Analysis with AFM is commonly performed on one of three methods:
Contact Mode – An area of the surface is raster scanned with the tip of the cantilever in-contact with the surface of the sample. variations of deflection off the cantilever are collected by the photodiode. [13]
Non-Contact Mode – The cantilever is oscillated by a piezoelectric transducer as the sample is approached and withdrawn from the axis perpendicular from the surface. In this method resonance frequency of oscillations as a function of the distance between the tip and sample surface are used to determine force curves and a topographical map. [12]

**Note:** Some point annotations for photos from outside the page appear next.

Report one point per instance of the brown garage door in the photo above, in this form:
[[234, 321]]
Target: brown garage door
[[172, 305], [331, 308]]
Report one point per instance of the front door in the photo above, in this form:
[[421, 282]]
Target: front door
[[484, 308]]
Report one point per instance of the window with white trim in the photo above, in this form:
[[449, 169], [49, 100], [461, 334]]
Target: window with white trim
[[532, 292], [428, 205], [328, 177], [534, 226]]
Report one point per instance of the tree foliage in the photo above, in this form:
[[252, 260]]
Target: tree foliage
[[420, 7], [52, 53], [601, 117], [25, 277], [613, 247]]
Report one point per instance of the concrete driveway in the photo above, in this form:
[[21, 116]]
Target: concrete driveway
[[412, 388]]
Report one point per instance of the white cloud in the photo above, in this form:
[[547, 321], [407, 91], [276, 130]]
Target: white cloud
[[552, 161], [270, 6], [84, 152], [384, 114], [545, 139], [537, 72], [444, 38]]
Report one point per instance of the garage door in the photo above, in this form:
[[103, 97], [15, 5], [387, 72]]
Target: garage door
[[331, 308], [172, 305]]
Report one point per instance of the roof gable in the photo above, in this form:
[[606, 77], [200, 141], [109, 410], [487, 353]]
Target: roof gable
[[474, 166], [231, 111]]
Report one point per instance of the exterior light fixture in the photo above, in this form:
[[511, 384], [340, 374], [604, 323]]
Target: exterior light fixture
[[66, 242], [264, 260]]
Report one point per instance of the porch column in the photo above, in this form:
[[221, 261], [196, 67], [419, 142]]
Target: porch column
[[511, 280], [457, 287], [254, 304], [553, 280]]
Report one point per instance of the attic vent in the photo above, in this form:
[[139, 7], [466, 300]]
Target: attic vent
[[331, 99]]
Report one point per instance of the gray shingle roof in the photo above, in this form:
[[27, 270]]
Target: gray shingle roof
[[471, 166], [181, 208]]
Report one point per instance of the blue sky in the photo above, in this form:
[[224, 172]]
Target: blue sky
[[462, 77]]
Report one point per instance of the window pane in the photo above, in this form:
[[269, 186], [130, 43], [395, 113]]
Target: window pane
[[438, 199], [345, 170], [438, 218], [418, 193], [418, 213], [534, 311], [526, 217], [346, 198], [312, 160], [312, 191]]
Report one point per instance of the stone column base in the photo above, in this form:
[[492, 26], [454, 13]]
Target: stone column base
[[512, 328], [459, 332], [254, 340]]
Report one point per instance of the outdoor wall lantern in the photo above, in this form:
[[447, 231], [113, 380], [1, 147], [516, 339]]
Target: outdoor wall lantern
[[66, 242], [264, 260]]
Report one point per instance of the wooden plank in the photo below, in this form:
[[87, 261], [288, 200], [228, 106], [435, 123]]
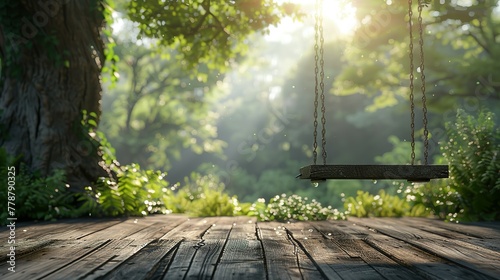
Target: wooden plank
[[50, 258], [243, 257], [196, 259], [207, 256], [144, 239], [284, 258], [422, 263], [478, 236], [23, 247], [482, 261], [332, 260], [355, 247], [63, 229], [154, 265], [414, 173]]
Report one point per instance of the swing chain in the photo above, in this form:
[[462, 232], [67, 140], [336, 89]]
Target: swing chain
[[316, 90], [412, 103], [322, 86], [421, 4]]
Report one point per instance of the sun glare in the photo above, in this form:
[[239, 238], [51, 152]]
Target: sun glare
[[341, 14], [338, 15]]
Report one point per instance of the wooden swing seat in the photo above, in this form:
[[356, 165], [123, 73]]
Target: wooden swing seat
[[411, 173]]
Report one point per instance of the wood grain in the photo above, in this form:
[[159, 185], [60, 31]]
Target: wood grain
[[416, 173], [178, 247]]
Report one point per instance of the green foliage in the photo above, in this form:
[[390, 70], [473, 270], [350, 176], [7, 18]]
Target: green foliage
[[473, 190], [36, 198], [294, 207], [473, 155], [135, 192], [202, 196], [436, 198], [460, 55], [211, 32], [380, 205]]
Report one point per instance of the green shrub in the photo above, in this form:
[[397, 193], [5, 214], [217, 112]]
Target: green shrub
[[294, 207], [473, 154], [135, 192], [380, 205], [202, 196], [36, 197]]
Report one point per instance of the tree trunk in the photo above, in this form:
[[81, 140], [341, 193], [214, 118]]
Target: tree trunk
[[51, 63]]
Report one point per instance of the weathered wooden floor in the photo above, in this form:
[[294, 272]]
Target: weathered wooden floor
[[175, 247]]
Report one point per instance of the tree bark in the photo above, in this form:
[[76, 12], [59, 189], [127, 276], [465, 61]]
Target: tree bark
[[41, 105]]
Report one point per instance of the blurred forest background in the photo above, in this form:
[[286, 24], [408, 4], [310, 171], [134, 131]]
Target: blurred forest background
[[223, 128], [252, 126]]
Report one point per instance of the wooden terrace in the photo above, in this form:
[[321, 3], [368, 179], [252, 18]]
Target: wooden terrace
[[178, 247]]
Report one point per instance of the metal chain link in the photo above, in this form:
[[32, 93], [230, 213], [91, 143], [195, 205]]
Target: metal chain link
[[322, 85], [422, 78], [316, 89], [412, 102]]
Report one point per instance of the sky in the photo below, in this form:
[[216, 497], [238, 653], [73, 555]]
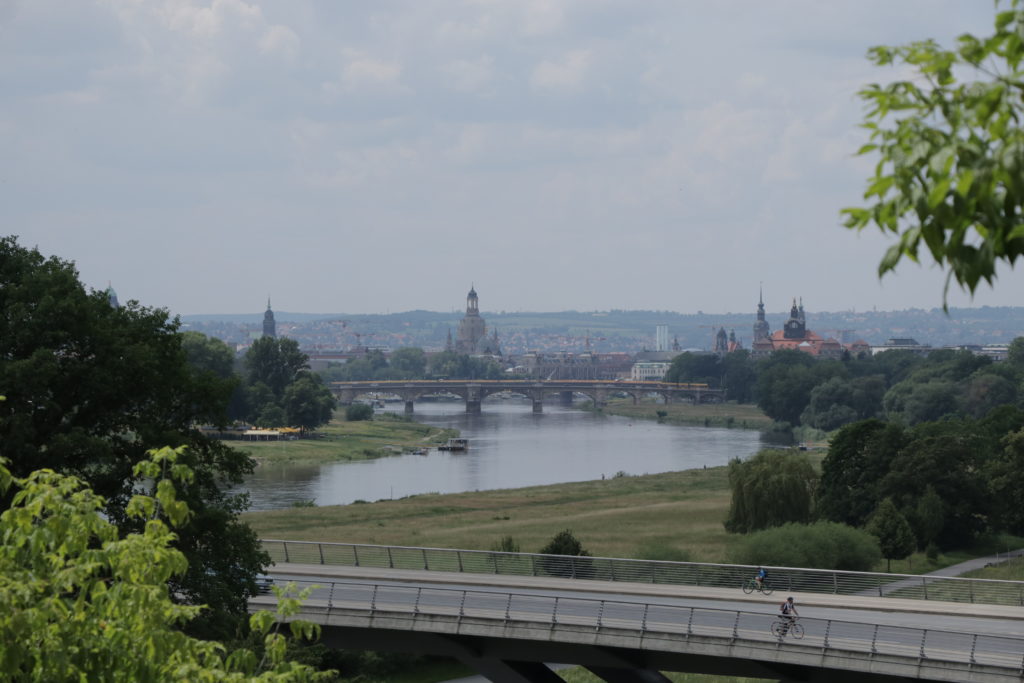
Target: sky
[[202, 156]]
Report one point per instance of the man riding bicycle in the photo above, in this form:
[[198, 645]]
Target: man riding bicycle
[[787, 612]]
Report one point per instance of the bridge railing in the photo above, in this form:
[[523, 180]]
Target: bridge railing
[[783, 580], [659, 622]]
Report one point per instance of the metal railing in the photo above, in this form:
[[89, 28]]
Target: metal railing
[[664, 626], [951, 589]]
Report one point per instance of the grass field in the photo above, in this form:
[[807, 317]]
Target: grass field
[[707, 415], [675, 515], [385, 434]]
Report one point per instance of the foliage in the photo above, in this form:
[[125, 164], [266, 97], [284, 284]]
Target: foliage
[[564, 543], [90, 388], [280, 390], [896, 540], [821, 545], [505, 545], [358, 412], [1007, 483], [769, 489], [950, 170], [83, 602]]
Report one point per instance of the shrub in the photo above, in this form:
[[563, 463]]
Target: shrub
[[506, 545], [357, 412], [821, 545]]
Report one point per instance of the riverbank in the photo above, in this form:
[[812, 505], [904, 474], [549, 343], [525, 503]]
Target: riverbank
[[743, 416], [623, 516], [339, 440]]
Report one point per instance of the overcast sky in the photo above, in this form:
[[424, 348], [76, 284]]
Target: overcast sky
[[381, 157]]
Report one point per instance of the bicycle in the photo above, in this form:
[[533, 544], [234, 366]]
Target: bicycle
[[752, 585], [781, 628]]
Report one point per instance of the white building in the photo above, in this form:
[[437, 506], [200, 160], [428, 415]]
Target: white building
[[662, 338], [648, 372]]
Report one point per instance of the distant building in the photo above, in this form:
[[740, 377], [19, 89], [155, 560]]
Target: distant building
[[726, 343], [472, 334], [646, 372], [902, 344], [269, 326], [795, 335], [662, 338]]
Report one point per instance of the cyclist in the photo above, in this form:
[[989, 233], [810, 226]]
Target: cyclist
[[787, 612]]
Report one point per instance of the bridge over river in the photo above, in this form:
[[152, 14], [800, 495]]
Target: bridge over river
[[474, 391], [627, 620]]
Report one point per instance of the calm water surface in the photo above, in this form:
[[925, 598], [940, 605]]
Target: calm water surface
[[510, 446]]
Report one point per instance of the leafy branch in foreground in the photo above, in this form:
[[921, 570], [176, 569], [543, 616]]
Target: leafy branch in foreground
[[83, 603], [950, 169]]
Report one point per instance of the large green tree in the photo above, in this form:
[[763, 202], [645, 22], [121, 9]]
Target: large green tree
[[90, 388], [949, 145], [84, 601], [771, 488]]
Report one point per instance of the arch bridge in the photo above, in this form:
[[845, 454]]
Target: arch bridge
[[474, 391]]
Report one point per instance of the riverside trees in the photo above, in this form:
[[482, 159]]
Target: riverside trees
[[90, 388], [84, 601]]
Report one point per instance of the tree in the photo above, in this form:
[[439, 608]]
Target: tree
[[84, 602], [564, 543], [893, 531], [851, 474], [90, 388], [769, 489], [821, 545], [950, 170], [281, 390], [307, 401]]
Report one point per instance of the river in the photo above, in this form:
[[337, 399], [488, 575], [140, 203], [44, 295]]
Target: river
[[510, 446]]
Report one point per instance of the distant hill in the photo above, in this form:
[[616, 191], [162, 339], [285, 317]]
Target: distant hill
[[613, 330]]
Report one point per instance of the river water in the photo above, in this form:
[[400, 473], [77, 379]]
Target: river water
[[510, 446]]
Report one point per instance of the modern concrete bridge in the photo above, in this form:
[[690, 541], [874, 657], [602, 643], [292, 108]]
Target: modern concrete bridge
[[474, 391], [507, 627], [507, 613]]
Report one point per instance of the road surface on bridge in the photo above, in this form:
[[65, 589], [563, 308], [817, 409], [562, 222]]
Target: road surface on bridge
[[996, 620]]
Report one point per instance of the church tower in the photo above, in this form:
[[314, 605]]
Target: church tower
[[795, 327], [269, 327], [472, 330], [761, 329]]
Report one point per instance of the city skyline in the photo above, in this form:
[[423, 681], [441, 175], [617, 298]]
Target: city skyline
[[562, 156]]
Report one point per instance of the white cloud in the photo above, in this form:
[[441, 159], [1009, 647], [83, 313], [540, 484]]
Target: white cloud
[[567, 73], [468, 75]]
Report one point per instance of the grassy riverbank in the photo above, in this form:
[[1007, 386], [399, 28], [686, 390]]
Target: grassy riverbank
[[385, 434], [743, 416], [675, 515]]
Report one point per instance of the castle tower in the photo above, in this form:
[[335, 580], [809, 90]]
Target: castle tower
[[795, 328], [269, 327], [112, 297], [472, 328], [761, 329]]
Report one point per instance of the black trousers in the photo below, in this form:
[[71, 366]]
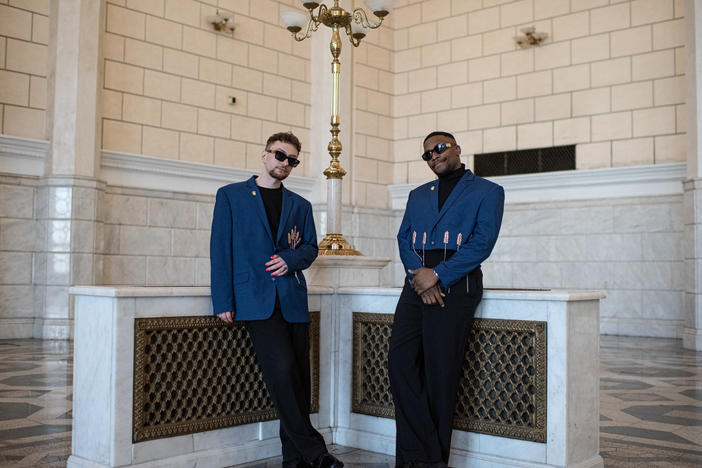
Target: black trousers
[[427, 348], [283, 352]]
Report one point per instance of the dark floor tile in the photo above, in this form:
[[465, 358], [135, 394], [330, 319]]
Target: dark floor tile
[[693, 393], [660, 413], [650, 371], [645, 434], [17, 410], [608, 383], [33, 431], [639, 397]]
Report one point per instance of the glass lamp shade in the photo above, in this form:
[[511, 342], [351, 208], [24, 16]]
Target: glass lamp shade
[[357, 30], [380, 5], [294, 20]]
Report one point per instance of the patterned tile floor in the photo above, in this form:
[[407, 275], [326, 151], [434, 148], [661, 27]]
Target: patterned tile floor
[[650, 406]]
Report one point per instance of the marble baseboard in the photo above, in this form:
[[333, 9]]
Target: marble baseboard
[[692, 338], [11, 328], [641, 327], [379, 443]]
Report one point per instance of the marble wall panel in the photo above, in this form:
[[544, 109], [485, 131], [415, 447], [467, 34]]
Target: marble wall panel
[[82, 236], [172, 213], [16, 201], [170, 271], [587, 220], [622, 304], [125, 209], [60, 202], [204, 215], [140, 240], [644, 218], [16, 301], [662, 246], [15, 268], [85, 203], [107, 238], [530, 222], [124, 269], [18, 234], [536, 275], [666, 305], [202, 272], [190, 243], [582, 275], [643, 275], [58, 268]]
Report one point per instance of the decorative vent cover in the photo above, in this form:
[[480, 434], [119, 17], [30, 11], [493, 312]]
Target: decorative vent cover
[[557, 158], [503, 387], [194, 374]]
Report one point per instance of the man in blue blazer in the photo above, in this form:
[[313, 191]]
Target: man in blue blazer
[[263, 236], [450, 226]]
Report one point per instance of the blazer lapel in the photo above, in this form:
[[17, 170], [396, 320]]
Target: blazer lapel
[[456, 193], [255, 193], [284, 213]]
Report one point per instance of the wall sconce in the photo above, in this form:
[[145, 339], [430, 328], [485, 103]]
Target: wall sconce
[[222, 21], [530, 37]]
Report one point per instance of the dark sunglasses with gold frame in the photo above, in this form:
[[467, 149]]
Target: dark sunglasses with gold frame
[[438, 149], [280, 156]]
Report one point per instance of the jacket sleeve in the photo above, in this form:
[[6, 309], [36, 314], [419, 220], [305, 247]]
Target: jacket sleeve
[[475, 250], [221, 256], [301, 258], [410, 258]]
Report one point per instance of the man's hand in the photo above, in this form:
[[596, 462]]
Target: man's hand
[[278, 266], [433, 295], [227, 317], [424, 279]]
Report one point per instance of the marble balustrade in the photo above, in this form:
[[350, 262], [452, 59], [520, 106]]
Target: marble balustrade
[[103, 381]]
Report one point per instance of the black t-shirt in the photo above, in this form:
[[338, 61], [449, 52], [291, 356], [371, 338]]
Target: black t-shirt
[[273, 202], [448, 182]]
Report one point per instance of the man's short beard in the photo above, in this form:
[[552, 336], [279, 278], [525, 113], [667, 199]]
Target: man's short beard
[[273, 174]]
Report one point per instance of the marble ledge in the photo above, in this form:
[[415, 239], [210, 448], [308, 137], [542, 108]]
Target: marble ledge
[[161, 291], [350, 261], [556, 295]]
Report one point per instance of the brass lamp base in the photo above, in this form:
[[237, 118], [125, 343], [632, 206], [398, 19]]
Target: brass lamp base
[[335, 244]]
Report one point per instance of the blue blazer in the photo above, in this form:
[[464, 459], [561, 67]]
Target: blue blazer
[[473, 209], [242, 242]]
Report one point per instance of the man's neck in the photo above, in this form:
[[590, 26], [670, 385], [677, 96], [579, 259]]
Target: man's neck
[[266, 181]]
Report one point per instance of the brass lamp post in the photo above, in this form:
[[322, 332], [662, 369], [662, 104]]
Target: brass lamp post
[[354, 23]]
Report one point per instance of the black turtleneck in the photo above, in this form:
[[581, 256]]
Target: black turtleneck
[[447, 182]]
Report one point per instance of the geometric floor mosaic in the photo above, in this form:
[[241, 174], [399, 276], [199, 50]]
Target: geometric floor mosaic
[[650, 406]]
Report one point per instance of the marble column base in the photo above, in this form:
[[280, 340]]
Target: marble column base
[[692, 212], [346, 271], [692, 338]]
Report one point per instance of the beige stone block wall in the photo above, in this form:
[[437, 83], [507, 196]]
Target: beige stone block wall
[[609, 79], [24, 30], [170, 77], [374, 130]]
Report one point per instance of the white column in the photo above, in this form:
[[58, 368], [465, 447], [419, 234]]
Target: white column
[[69, 196], [692, 331]]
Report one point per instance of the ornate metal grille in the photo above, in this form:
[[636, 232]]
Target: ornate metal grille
[[503, 387], [557, 158], [194, 374]]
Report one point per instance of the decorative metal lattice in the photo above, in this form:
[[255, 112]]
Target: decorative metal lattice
[[557, 158], [194, 374], [502, 390]]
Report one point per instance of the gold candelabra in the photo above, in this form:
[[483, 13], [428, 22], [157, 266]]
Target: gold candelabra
[[355, 24]]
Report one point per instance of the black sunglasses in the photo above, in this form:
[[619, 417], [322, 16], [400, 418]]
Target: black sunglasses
[[438, 149], [280, 156]]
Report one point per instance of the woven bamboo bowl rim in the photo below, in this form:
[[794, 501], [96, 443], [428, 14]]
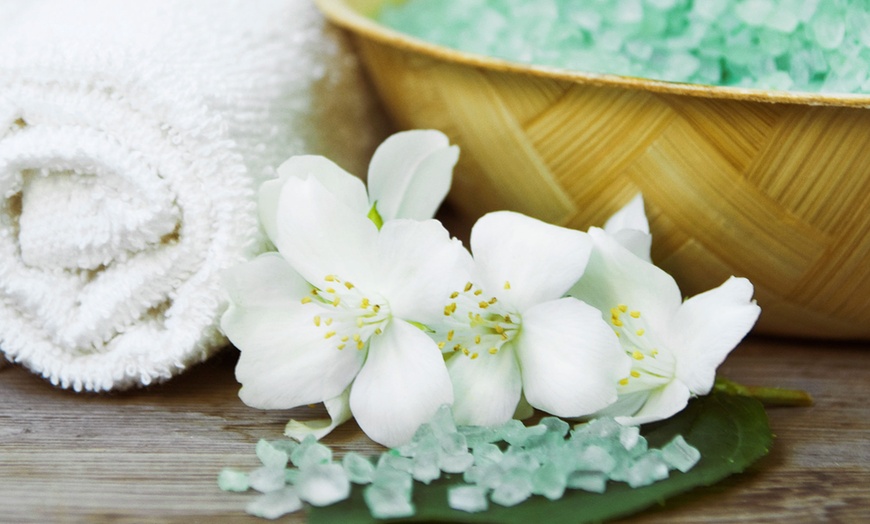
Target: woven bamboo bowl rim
[[770, 185], [355, 15]]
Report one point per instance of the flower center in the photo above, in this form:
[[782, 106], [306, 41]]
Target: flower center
[[476, 325], [650, 367], [346, 314]]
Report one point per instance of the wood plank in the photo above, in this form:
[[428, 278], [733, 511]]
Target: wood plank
[[153, 455]]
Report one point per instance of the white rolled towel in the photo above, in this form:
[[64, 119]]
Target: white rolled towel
[[133, 136]]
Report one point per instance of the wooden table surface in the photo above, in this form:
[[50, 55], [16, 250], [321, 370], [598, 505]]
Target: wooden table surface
[[153, 455]]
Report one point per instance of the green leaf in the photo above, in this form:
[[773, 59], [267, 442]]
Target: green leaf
[[731, 432]]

Tapping mode – The cantilever tip intermittently making contact with the sample. Tapping mode is the most recent and efficient method by mitigating risks of deformation from contact mode. The amplitude of the oscillating cantilever is observed and kept constant by adjustment of the cantilever’s position in the vertical axis through a piezoelectric driver in a feedback loop. [4] Displacement of the cantilever to counteract amplitude dampening from interactions between the tip and surface are used to generate force curves and a topographical map. [10]
Method limitations:
Scanning in contact mode brings forth the possibility of damaging the sample due to scratch deformation. [8] Scratching the sample can not only repudiate data in the location of the scratch but the cantilever tip is at risk of damage which would devalue all subsequent collected data. Tapping mode is usually considered as a way of circumventing this limitation
Outlook
Although AFM exhibits much stronger potential due to its versatility compared to its predecessor STM, the arrival of STM brought about a branch of microscopy (scanning probe microscopy) from its derivatives each in its own respect provides distinct analytical insight on the molecular composition of the sample. The original STM model is highly modular that being by changing a few parameters such as the type of detector or how information is extrapolated from it. For example, scanning tunneling spectroscopy (STS) provides information on electron density in a sample by maintaining a fixed height between the tip and the sample, by varying the voltage the electron tunneling current is measured. Another modulation of the traditional AFM mechanism that has established further thresholds for analysis is SMFS. By attaching a ligand or antibody on the tip of the cantilever recognition of individual receptors on the cell surface will be made possible by the resultant force curves, this technique is known as single-molecule force spectroscopy (SMFS). SMFS ability to quantify the unbinding process of individual receptor-ligand pairs brings forth information useful in the mapping of possible conformations of single molecules. [8]
It is unclear where further innovations and variations on AFM or any of the branches of SPM will take our understanding of the sub-atomic world but it is clear that the STM brought about a highly customizable system. Furthermore, as technology and research progresses in this field the limitations of information this family of instruments can provide will grow exponentially small. It only took a decade to make AFM 1000-fold more efficient with respect to time, one can only wonder what enhancements and innovations will be made in the next decade.